Assuming the purpose of the 1,000,000 element array is to randomly pick one of the seven elements in a non-linear distribution with (at least) six decimal digits of accuracy, there’s easier ways to do that.
You showed you could normalize the probabilities to sum to 1 (good!), so step one would be to normalize them to integers summing to 1,073,741,824 (2^30):
0.00112 -> 1903498.331 -> 1903498
0.12311 -> 209231856.7 -> 209231857
0.3933393 -> 668500626.0 -> 668500626
0.111010 -> 188667276.5 -> 188667276 (I rounded this down)
0.0002 -> 339910.4162 -> 339910
0.003 -> 5098656.244 -> 5098656
0.00000000004 -> 0.067982083 -> 1 (I rounded this up)

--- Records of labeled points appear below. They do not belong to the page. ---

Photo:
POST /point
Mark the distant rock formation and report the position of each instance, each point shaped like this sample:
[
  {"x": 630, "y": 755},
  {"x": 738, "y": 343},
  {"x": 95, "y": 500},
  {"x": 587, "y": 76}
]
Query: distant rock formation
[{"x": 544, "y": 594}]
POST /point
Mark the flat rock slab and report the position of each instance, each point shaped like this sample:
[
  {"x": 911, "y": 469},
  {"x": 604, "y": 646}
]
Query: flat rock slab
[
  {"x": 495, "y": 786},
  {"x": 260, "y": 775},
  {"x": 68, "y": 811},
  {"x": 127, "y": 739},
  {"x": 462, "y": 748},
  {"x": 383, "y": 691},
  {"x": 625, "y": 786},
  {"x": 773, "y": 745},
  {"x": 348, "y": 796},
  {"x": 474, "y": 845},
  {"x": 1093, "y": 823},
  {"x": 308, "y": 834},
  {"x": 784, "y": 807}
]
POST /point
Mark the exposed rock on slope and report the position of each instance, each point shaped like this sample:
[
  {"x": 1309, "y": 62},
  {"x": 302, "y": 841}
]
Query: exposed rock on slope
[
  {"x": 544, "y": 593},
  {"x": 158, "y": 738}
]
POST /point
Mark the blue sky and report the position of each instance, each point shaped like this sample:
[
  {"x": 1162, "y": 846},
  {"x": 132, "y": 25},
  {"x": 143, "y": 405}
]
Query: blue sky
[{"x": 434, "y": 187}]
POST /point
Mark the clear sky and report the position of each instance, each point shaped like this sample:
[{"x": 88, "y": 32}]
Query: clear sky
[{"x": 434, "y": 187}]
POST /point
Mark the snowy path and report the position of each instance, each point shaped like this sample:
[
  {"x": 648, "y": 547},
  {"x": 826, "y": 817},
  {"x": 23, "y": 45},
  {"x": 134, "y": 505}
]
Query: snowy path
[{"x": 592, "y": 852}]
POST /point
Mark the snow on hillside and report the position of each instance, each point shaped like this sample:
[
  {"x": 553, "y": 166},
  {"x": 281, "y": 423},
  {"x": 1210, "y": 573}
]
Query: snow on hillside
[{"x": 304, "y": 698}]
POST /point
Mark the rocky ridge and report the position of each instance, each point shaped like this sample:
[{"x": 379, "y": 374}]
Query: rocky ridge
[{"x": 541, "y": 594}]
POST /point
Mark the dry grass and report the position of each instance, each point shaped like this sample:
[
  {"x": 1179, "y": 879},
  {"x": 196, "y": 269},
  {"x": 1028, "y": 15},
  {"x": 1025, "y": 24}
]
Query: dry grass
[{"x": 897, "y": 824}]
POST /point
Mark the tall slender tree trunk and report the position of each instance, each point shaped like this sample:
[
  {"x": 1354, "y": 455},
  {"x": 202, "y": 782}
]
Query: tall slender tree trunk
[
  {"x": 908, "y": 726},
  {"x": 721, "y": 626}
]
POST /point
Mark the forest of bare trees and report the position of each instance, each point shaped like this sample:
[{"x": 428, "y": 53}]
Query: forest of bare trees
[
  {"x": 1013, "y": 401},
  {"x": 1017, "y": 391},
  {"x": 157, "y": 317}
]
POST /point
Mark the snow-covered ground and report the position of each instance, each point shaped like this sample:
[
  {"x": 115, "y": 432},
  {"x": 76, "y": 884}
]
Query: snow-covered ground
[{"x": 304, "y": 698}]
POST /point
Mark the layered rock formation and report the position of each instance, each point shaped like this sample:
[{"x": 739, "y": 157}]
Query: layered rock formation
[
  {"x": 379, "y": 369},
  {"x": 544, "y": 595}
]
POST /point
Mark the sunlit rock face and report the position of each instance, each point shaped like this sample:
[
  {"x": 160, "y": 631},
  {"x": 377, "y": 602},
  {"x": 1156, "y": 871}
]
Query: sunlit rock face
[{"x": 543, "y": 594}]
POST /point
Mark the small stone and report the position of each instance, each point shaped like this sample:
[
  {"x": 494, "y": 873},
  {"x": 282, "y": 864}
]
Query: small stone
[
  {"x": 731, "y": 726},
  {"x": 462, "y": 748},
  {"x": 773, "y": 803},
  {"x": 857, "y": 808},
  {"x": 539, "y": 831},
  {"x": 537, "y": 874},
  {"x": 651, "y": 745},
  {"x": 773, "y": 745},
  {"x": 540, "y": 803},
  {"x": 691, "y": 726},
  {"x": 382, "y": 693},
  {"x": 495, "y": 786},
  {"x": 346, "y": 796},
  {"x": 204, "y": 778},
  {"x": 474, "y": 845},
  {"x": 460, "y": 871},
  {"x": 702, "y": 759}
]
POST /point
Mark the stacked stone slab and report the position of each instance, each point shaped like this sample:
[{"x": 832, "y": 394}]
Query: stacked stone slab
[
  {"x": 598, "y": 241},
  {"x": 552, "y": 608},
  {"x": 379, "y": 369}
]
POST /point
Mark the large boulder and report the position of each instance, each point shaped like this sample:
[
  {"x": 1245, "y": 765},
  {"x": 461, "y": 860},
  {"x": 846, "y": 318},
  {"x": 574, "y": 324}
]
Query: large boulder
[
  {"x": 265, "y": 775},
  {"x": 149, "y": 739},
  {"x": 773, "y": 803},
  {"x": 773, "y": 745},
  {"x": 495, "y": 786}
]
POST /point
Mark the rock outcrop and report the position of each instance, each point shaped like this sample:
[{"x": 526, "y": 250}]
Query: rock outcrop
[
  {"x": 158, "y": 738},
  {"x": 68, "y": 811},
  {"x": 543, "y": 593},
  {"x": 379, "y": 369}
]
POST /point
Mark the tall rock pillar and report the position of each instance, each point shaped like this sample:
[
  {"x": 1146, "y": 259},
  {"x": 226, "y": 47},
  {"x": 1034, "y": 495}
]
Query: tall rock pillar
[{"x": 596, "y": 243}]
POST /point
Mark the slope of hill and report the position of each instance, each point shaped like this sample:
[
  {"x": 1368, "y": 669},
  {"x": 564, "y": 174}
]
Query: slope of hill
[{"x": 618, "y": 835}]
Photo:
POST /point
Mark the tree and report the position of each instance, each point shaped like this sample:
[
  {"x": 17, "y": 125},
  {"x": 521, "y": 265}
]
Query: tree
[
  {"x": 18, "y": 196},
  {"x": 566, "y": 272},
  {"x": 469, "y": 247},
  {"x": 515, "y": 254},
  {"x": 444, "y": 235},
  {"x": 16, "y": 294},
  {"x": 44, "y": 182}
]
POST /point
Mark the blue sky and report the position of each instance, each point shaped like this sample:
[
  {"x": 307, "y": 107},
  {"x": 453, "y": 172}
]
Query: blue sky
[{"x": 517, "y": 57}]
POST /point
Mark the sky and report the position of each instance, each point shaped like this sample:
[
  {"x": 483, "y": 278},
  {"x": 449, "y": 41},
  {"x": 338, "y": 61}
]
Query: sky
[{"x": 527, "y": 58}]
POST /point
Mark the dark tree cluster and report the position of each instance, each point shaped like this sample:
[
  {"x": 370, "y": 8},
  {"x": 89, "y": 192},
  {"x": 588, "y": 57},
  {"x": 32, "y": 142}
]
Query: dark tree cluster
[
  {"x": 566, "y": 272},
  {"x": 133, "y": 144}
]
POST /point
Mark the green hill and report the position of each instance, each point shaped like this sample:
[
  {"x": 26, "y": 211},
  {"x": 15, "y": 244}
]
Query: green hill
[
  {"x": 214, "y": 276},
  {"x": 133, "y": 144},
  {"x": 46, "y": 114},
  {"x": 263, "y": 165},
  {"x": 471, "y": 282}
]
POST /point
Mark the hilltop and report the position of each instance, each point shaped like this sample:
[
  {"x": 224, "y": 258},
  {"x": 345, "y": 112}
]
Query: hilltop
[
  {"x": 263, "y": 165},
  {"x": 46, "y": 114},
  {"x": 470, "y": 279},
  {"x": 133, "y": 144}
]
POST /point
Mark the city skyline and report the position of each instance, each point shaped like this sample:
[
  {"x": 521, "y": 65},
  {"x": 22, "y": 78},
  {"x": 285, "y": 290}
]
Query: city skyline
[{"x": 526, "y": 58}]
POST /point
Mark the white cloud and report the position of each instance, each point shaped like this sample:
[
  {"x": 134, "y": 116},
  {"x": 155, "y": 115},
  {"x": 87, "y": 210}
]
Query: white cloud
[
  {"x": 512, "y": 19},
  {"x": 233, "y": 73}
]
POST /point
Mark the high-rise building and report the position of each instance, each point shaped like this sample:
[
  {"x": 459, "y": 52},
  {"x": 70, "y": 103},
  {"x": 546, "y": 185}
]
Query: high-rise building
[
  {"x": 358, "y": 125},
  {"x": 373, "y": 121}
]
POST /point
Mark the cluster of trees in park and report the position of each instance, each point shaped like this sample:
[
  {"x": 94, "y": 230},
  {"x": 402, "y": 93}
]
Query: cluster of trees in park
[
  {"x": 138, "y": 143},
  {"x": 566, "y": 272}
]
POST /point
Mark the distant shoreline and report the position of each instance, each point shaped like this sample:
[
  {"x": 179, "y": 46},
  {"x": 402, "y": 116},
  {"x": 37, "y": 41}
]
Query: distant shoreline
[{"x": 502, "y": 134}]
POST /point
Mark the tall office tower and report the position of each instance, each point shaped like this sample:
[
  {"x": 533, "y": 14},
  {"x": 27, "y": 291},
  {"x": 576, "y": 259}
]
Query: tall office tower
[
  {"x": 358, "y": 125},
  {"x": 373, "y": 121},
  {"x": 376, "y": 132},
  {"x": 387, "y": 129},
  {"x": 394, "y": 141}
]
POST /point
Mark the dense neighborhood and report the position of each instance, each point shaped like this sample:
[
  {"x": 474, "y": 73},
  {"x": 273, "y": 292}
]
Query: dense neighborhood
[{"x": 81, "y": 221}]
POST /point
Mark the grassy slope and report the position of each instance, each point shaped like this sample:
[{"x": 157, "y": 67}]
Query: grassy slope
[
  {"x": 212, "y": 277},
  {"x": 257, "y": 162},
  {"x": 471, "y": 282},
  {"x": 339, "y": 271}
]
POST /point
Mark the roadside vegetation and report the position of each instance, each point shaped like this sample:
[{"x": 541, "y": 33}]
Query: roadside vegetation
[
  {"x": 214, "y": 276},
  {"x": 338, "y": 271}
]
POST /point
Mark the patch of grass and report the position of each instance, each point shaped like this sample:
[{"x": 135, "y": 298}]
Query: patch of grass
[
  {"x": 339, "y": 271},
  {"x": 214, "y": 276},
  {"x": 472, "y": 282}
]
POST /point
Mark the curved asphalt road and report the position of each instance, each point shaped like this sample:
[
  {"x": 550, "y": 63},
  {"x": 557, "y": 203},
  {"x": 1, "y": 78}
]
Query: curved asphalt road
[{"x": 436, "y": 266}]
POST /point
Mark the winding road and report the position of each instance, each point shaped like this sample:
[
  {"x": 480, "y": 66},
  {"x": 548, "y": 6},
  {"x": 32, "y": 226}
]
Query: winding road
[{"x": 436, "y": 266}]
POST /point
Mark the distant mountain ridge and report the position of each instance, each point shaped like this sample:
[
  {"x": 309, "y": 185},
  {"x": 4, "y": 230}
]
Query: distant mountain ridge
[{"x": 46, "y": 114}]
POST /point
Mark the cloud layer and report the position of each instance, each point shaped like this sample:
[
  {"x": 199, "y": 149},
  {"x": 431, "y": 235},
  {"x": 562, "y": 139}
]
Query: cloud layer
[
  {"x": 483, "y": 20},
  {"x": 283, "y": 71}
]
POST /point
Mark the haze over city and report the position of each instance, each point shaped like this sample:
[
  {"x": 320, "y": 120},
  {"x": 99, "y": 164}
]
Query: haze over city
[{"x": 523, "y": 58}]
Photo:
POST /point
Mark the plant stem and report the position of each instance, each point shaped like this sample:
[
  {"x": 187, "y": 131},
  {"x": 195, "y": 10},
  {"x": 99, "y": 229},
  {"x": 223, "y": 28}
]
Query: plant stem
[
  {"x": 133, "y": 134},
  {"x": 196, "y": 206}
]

and put their sums into an array:
static const int dist[7] = {1903498,
211135355,
879635981,
1068303257,
1068643167,
1073741823,
1073741824}; //last should be 1073741824
and then to pick a random one with your distribution:
element getrandom(element data[7]) {
int r = ((rand() * RAND_MAX) ^ rand()) & 0x3FFFFFFF; //(2^30)-1
for(int i=0; i<6; ++i) {
if (r < dist[i]) return data[i];
}
return data[6];
}
This will be MUCH faster to initialize, MUCH smaller, and probably faster.
Note that even with six digits of accuracy, that last one wouldn’t appear ever. I fudged it’s odds up to the minimum to show.